Benchmark Performance
| Benchmark | MAS (LLaMA3.1-8B) | ToolACE-MT | GPT-4o Upper Bound |
|---|---|---|---|
| BFCL-v3 Multi-Turn Accuracy (%) | 31.38 | 40.25 | 50.00 |
| ACEBench Agent Process Accuracy | 15.0 | 34.0 | — |
| τ-Bench Overall pass@1 (%) | 15.9 | 20.6 | — |
Additional metrics: MAS yields ≈275K API calls for 8K valid samples (61.1% pass rate); ToolACE-MT requires ≈188K (72.3% pass rate). On τ-Bench, average assistant turns per task are 13.7 (ToolACE-MT) vs 15.4 (MAS). These results establish significant improvements in both efficiency and quality (Zeng et al., 18 Aug 2025).
5. Ablation Analysis and System Limitations
Ablation Findings
- Offline Verification: Removing it degrades BFCL-v3 from 40.25% to 32.50% (–7.75 pp).
- No Iterative Refinement: BFCL-v3 drops to 20.88%, showing that semantic polishing is essential.
- Refinement Scaling: Increasing the number of reasonability passes reduces discrepancy between with/without verification, but even 30 passes cannot fully eliminate the necessity for offline checks.
- Backbone Independence: Other model families (Qwen2.5-7B, Qwen3-8B) gain ~6 pp with ToolACE-MT versus MAS.
- Model Scaling: Gains from fine-tuning ToolACE-MT outputs are more pronounced as model size increases (0.5B→7B).
Noted Limitations
- Strong performance hinges on use of a high-end LLM (GPT-4o); smaller or less capable models yield incoherent output and reduce verified sample rates.
- The framework lacks an end-to-end differentiable objective; system quality crucially depends on LLM prompt design and the strength of offline filtering.
- There is an inherent trade-off between multi-turn caution (high clarification rates) and “live” single-turn efficiency (Zeng et al., 18 Aug 2025).
6. Context Within Non-Autoregressive and Iterative Generation Paradigms
ToolACE-MT adapts iterative non-autoregressive sequence modeling (see Mask-Predict, Levenshtein Transformer, NAT with iterative refinement (Lee et al., 2018)) for the agentic, structured multi-turn generation setting. Like Gu et al. (Lee et al., 2018), ToolACE-MT leverages iterative refinement to bridge the quality gap to autoregressive models while drastically reducing inference cost; but it is unique in operating at the turn rather than token level and in introducing agentic action modeling.
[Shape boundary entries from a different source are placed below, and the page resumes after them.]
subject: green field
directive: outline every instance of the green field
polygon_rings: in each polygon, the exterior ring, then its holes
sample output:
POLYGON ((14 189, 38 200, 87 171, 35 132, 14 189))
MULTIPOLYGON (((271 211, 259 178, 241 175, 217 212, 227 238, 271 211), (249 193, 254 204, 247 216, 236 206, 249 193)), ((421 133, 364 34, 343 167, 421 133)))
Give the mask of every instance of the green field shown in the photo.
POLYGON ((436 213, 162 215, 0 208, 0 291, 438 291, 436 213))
Comparable approaches in non-autoregressive sequence generation—including EM-style joint AR/NAR optimization (Sun et al., 2020), continuous-space iterative refinement (Lee et al., 2020), and discrete diffusion-based NAR models for dialogue and text (Zhou et al., 2023)—have informed development of multi-pass, mask-and-fill procedures. ToolACE-MT's modular, deterministic pipeline, together with strong LLM-based masking and judges, establishes a practical blueprint for scalable agentic data synthesis at scale.
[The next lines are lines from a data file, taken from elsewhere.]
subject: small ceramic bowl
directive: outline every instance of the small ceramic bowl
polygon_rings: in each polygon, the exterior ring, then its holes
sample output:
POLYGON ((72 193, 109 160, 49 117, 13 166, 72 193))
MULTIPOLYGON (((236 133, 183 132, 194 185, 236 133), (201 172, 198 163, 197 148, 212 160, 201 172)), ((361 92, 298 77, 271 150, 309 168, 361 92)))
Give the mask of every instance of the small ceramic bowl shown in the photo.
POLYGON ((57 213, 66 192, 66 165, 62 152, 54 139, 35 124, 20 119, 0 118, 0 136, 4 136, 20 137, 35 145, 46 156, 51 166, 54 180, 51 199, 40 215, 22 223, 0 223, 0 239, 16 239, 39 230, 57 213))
7. Connections to Broader NAR Iterative Refinement Literature
- Token- and Sequence-Level NAR: ToolACE-MT's refinement steps are structurally analogous to NAT with iterative masked guessing (Lee et al., 2018), but expanded to include agentic dialogue acts and external tool calls.
- Diffusion and Denoising: Mask-and-fill iterative updates align closely with discrete diffusion and masked language modeling frameworks (Zhou et al., 2023). Flexible injection types and mask strategies enable incorporation of tool outputs and user feedback directly into intermediate states.
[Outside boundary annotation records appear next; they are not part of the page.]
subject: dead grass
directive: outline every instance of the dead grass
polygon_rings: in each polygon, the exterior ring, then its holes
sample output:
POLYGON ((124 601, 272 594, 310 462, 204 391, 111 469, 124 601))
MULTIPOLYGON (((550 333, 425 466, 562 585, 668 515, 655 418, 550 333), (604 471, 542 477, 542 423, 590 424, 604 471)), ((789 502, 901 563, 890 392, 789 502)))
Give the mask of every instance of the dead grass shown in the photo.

- EM and Posterior Regularization: The multi-pass, judge-assisted pipeline can be interpreted as alternating E- and M-steps in the sense of Sun & Yang (Sun et al., 2020), but conducted in open-ended conversational state spaces rather than sentence-pairing for translation.
- Continuous-Space Alternatives: Continuous-latent refinement as proposed by Lee et al. (Lee et al., 2020) remains compatible in situations permitting differentiable agentic latent states, but ToolACE-MT targets discrete, highly structured agentic workflow graphs.
In sum, ToolACE-MT operationalizes non-autoregressive iterative refinement for agentic, tool-calling LLM tasks, achieving improvements in both data quality and synthetic dialogue generation cost, validated by consistent and significant empirical gains over strong simulation-based and NAR baselines (Zeng et al., 18 Aug 2025, Lee et al., 2018, Zhou et al., 2023, Sun et al., 2020, Lee et al., 2020).